User Rank: Apprentice
10/26/2012 | 4:57:11 PM
re: Windows 8: CIOs Get Enterprise Road Warrior
Customers are starting to use Win8 tablets for the same reasons they chose the iPad. For one, it greatly facilitates the vendor/client interaction. You can create, consume and present content on a highly portable device.
Tom LaSusa
Tom LaSusa,
User Rank: Apprentice
10/26/2012 | 6:13:46 PM
re: Windows 8: CIOs Get Enterprise Road Warrior
User Rank: Strategist
10/26/2012 | 6:34:44 PM
re: Windows 8: CIOs Get Enterprise Road Warrior
I tried windows 8 on my laptop and it was not intuitive at all. Sure there is a desktop but the tiles and apps were annoying and did not enhance or make the is easier. To me Windows 8 is a huge step back. The idea of multiple windows is a good one to keep. When a tablet can use a desktop multiple window interface with ease then win 8 will be ready. On a laptop or desktop it just feels akward. Maybe they have made.improvements and for $39 to upgrade to Windows 8 pro I will probably give it another go. It has potential but you have a lot of people who can't afford a new PC or expensive tablet. If MS were really smart they would price the surface rt tab up against the nexus 7. At least if they sold it at cost to get people interested I think the market could be huge. It seems though if you want windows tabs you are going to pay a premium. Too bad. Using Ms word on a tab with a doc and keyboard would be pretty cool.
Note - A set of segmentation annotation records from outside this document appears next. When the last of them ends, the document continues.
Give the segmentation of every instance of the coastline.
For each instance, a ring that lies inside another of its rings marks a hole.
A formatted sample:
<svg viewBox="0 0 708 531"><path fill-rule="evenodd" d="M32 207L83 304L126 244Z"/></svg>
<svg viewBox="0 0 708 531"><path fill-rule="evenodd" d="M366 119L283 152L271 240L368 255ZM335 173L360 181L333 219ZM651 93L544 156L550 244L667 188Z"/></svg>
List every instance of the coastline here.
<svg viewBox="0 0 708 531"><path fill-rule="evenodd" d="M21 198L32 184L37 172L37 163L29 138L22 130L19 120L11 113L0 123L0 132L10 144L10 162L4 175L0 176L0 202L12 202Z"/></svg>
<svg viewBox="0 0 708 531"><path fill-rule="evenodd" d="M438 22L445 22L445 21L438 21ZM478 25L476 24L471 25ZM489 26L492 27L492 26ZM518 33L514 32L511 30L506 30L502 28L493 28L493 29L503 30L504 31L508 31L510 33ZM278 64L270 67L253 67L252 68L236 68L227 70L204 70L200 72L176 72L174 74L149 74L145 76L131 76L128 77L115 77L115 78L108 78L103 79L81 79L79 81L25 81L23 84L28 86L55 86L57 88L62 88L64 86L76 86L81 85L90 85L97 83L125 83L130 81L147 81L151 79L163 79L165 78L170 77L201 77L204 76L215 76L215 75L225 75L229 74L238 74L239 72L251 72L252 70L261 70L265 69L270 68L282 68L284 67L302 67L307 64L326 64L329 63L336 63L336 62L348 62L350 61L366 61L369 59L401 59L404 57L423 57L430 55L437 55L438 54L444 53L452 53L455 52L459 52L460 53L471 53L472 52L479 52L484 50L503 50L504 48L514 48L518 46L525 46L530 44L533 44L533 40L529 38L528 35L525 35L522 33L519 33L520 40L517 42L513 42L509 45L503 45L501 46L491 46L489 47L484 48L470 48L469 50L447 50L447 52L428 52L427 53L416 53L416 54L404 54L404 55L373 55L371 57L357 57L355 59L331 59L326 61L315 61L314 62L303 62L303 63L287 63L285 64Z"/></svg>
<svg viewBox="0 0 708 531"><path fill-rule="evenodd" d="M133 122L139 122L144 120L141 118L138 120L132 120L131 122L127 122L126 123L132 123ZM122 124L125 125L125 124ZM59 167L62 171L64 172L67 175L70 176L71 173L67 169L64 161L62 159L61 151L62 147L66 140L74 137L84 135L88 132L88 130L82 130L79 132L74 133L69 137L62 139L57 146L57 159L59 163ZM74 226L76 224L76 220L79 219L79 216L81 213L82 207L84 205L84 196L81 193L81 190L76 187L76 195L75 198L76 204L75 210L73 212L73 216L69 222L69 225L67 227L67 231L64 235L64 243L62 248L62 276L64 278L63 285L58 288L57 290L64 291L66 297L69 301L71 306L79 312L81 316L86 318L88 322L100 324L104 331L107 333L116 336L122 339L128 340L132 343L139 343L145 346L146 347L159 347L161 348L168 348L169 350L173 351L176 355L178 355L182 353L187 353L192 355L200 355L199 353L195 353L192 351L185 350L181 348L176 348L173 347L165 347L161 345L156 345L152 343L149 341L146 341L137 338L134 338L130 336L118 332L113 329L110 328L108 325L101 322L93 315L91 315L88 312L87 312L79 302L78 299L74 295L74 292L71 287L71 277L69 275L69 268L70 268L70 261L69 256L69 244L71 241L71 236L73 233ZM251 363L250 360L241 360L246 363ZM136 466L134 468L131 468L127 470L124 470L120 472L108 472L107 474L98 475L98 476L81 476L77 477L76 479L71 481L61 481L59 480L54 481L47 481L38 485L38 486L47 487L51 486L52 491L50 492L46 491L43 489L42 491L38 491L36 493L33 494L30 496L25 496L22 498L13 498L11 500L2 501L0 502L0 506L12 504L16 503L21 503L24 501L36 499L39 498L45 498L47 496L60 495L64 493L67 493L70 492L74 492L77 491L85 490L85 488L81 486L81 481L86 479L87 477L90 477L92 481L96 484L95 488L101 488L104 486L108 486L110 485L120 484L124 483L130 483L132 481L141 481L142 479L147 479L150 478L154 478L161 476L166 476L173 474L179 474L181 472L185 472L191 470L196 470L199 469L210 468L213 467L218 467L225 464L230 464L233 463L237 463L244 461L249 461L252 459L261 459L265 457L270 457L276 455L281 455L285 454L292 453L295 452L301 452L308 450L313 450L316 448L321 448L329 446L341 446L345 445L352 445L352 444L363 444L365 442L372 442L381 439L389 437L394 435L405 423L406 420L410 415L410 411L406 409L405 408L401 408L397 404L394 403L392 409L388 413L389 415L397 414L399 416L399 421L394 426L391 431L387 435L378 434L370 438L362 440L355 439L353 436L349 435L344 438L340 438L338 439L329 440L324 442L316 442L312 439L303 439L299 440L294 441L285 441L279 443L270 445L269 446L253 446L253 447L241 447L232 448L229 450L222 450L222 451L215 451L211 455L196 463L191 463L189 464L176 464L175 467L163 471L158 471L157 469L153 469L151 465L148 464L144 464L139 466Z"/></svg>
Until laptops and other devices catch up windows 8 will be hampered from the start. Without a touch screen it is not so good. I may be wrong and as much as I love android and Linux I still use Ms products and windows 7 was about the best iteration of Windows ever deployed. I think this may be a Vista repeat but you got to push change and most of the time that hurts.